The merged common ancestor section shows what the conflicting line(s) were before either of the merged branches changed them. This is our baseline frame of reference. You’ll find the merged common ancestor code for this example on the center line between ||||||| merged common ancestor and =======

The code between <<<<<<< HEAD and ||||||| merged common ancestor shows what the code looks like at HEAD, the current commit (for rebase, this will be the rebase target).

The code between ======= and >>>>>>> merged-branch shows what the code looks like at merged-branch—the branch or commit being merged.

Note that any of the section markers may have 0 lines between them, indicating an empty section. I’ll cover this more in the examples below.

The Conflict Resolution Pattern

With diff3 or without, the pattern of merging code changes remains the same:

  1. Compare the merged common ancestor with each of the conflicting changes.
  2. Choose one change as your starting point (usually the more complex change) and one change to apply (usually the simpler change).
  3. Apply the simpler change to the other change (merge the changes).

Let’s try this with our example.

First, compare each change (HEAD, and then merged-branch) with the merged common ancestor, trying to determine each change’s intent. HEAD changes BlueMessage to GreenMessage. Its intent is to change the class used to GreenMessage, passing the same parameters. merged-branch changes include_signature from true to false, intending to stop inclduing a signature in messages.

In this case, both changes are simple, so I’ll arbitrarily start with the code in HEAD, and apply the other change: include_signature changes from true to false.

After removing conflict section markers and everything else other than the merged code, we have this:

GreenMessage.send(include_signature: false)
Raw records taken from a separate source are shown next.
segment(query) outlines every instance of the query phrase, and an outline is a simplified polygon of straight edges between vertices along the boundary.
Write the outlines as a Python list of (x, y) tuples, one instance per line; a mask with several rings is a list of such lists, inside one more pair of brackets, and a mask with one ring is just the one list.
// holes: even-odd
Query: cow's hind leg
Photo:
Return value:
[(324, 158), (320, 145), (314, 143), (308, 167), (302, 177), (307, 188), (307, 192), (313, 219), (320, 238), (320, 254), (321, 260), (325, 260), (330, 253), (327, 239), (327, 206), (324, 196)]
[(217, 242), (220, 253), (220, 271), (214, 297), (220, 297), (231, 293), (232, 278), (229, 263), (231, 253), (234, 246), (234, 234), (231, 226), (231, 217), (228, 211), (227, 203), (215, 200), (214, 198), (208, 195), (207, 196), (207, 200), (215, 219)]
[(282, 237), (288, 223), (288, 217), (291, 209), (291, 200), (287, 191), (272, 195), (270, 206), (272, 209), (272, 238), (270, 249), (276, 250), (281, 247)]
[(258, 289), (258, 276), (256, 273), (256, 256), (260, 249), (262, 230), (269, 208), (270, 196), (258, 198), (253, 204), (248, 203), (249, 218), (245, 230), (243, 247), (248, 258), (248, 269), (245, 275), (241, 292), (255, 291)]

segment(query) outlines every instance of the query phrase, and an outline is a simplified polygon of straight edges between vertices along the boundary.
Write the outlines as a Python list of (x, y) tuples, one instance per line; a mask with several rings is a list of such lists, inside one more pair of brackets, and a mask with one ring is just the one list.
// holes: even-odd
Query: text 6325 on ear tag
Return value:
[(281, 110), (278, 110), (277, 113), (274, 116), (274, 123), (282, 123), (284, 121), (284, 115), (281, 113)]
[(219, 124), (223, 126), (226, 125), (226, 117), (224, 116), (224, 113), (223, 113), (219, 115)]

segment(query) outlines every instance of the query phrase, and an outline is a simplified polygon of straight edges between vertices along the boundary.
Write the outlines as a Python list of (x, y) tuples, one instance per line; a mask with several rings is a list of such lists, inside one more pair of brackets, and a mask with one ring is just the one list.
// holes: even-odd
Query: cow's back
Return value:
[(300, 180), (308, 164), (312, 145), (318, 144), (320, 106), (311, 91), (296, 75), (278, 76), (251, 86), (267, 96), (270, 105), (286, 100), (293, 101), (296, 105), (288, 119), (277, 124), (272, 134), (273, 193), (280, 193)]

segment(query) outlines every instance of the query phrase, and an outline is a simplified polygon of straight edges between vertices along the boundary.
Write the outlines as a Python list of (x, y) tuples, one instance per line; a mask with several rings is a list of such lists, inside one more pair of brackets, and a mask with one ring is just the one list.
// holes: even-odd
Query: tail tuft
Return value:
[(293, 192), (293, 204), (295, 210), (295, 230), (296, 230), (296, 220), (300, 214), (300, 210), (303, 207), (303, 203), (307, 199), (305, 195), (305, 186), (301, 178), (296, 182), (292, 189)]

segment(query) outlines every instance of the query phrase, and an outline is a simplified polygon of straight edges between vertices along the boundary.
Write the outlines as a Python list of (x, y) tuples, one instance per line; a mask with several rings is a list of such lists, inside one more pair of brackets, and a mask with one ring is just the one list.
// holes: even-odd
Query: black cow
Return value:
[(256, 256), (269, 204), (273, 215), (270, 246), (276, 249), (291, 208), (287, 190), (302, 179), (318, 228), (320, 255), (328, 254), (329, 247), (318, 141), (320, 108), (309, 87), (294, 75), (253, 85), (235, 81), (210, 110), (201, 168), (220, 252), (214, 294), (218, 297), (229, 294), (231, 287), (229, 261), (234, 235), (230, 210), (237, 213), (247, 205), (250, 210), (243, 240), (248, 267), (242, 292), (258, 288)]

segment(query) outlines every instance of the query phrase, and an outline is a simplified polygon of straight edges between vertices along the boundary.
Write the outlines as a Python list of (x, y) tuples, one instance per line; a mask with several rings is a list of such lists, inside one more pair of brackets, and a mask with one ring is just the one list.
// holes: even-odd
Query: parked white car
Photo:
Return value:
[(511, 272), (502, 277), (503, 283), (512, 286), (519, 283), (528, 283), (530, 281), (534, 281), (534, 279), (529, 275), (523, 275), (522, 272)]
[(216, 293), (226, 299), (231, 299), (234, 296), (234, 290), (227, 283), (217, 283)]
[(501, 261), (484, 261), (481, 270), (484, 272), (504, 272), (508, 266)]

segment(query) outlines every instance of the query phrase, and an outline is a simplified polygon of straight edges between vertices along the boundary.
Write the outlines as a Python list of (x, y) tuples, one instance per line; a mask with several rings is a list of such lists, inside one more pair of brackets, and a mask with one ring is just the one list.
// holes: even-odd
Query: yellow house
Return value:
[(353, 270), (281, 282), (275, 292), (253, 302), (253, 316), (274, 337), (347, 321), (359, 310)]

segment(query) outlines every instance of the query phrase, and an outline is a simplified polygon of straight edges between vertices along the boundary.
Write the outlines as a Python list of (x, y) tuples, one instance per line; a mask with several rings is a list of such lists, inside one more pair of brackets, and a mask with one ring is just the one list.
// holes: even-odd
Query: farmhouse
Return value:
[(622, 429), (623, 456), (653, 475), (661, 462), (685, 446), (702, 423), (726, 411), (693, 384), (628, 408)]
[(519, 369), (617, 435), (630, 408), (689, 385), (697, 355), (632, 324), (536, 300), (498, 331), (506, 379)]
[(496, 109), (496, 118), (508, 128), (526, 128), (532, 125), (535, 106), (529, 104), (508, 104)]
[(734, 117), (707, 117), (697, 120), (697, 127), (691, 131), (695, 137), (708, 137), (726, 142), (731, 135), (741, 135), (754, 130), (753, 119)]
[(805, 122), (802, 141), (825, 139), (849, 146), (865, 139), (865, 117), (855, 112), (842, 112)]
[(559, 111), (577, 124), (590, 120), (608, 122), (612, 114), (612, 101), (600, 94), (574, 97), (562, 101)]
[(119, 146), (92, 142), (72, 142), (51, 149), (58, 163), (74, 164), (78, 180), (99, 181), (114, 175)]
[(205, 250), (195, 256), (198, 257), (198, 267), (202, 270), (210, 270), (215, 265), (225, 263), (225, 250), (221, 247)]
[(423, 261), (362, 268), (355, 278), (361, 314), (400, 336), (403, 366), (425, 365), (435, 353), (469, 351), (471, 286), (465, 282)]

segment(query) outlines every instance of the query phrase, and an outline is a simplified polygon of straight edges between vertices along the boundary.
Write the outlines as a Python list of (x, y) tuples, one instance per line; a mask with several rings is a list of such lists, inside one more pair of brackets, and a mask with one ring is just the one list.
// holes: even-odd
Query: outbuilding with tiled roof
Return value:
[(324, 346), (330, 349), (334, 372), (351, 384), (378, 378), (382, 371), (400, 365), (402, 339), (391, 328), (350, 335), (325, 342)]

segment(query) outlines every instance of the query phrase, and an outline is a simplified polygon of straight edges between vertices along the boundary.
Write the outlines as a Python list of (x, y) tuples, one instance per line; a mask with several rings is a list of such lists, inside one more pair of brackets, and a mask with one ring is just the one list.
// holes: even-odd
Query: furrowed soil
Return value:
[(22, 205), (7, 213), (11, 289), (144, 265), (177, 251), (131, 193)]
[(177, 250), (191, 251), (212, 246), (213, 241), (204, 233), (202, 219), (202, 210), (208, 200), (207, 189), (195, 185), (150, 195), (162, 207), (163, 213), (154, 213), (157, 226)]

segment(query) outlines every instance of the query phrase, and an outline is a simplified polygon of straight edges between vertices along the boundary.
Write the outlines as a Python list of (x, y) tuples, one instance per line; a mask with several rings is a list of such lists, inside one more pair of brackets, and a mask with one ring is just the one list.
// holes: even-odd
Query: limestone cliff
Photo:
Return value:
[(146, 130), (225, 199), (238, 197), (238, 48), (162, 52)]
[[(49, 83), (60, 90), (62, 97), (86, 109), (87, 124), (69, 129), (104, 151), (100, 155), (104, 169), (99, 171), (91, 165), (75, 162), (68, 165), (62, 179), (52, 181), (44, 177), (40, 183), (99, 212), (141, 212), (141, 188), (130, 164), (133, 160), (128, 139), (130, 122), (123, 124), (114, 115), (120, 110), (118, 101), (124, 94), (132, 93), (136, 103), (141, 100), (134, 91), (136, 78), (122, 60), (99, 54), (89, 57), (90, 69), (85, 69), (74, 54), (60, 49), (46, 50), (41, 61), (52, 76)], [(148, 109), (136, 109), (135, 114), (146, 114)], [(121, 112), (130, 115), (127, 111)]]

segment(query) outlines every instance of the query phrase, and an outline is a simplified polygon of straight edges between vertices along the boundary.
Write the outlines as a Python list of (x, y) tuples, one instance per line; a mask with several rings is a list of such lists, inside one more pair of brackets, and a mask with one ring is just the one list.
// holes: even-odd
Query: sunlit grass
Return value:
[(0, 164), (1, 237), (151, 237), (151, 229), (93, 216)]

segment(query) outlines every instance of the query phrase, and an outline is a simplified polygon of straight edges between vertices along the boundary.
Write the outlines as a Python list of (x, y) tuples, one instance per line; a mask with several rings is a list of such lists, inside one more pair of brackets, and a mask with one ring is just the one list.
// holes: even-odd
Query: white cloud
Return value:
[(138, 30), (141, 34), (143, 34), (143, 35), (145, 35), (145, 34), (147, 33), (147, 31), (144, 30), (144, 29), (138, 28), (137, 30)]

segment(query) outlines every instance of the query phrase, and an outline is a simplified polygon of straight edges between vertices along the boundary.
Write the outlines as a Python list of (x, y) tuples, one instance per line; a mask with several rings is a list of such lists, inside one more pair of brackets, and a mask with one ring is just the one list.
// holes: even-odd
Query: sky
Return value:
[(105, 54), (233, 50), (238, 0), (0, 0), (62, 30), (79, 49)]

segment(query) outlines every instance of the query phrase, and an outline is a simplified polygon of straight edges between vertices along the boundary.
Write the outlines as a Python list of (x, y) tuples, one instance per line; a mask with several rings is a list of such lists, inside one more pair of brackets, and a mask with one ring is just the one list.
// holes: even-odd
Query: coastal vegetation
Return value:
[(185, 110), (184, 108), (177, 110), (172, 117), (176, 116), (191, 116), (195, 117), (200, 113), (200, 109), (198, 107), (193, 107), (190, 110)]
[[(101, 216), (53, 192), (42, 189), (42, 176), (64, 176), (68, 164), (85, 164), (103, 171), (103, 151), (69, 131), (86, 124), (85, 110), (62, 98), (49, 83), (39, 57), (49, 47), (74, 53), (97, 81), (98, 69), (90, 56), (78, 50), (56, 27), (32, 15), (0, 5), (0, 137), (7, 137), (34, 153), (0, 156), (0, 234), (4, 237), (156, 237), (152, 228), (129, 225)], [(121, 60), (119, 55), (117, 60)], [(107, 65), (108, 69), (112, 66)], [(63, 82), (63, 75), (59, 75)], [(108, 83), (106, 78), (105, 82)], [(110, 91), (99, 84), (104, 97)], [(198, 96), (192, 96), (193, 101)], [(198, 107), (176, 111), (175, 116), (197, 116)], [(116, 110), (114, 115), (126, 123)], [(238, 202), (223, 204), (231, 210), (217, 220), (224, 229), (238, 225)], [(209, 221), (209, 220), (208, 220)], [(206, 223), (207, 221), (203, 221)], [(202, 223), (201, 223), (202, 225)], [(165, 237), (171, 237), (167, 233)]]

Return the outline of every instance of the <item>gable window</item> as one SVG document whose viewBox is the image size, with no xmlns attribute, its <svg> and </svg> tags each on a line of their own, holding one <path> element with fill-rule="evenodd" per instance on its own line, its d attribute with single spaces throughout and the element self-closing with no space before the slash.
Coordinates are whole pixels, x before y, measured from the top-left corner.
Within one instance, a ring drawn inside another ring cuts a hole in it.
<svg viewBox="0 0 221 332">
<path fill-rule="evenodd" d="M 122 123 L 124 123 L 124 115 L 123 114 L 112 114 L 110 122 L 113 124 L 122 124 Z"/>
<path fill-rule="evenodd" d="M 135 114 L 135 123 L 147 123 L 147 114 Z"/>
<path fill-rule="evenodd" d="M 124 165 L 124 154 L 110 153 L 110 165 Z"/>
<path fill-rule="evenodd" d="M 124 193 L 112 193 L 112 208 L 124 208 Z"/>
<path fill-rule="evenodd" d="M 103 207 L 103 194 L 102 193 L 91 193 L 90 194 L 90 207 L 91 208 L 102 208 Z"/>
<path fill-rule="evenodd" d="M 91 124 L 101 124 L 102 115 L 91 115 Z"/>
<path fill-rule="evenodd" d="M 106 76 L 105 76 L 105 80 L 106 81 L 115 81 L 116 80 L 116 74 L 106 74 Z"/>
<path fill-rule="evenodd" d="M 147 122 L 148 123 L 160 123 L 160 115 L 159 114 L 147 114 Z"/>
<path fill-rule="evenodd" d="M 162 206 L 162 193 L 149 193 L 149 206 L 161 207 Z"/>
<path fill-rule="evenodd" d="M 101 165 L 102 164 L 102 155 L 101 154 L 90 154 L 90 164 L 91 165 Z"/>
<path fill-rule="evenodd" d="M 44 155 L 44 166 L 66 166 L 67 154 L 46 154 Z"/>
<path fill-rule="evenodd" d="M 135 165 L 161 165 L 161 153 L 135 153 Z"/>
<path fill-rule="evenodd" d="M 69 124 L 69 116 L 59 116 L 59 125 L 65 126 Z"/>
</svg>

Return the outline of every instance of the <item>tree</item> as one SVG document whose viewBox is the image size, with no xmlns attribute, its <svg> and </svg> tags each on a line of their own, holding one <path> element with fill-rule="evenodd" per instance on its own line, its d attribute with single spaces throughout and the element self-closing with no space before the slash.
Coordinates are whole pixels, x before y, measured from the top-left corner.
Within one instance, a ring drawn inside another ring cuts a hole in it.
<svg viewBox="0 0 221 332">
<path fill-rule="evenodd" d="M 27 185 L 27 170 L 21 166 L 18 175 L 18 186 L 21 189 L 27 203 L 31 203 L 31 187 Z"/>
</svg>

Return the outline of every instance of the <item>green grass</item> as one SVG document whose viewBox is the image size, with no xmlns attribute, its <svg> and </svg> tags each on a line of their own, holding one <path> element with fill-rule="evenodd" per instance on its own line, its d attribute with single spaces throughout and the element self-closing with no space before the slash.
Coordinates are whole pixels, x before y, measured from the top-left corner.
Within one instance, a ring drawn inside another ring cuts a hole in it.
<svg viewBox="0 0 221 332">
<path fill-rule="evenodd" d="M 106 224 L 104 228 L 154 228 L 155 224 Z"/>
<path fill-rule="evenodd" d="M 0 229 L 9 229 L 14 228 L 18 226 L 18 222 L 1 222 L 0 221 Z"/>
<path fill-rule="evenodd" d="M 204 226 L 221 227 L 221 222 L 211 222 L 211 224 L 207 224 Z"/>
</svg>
Repeat for each conflicting hunk, and we’re done! Add the resulting merged files and continue with the merge/rebase/cherry-pick.

More examples, with explanations

Lines added to the same location; order ambiguous

<<<<<<< HEAD
@import 'some_file';
||||||| merged common ancestor
=======
@import 'other_file';
>>>>>>> merged-branch

When the merged common ancestor is a blank section, such as this, each branch added lines at the same position. In this case, we typically want to keep both lines that were added, ordered in whichever order makes the most sense.

Example resolution:

@import 'some_file';
@import 'other_file';

Changes with the same intent

<<<<<<< HEAD
# Broken; see #35
||||||| merged common ancestor
=======
# this doesn't work
>>>>>>> merged-branch

Here again, each branch added lines at the same position. However in this case, both changes share a common intent: document breakage in the surrounding code. This type of conflict can also happen when multiple people fix the same bug in different ways. With the same intent, keeping both additions would be redundant here and harmful in other scenarios. Instead, we’ll pick the implementation that best accomplishes the intent, or combine the best of both.

Example resolution:

# Broken; see #35

Moved or deleted lines

<<<<<<< HEAD
||||||| merged common ancestor
BlueMessage.send(include_signature: true)
=======
BlueMessage.send(include_signature: false)
>>>>>>> merged-branch

When one of the branch’s sections is empty, this indicates that the lines were deleted or moved in that branch. In this case, either a message is no longer being sent, or the call to BlueMessage.send has moved elsewhere. You must determine which. If the call was deleted, then merged-branch’s change may have become irrelevant. If the change in HEAD moved the call elsewhere or changed how it was done, then we must find it and apply the include_signature change if it’s still relevant.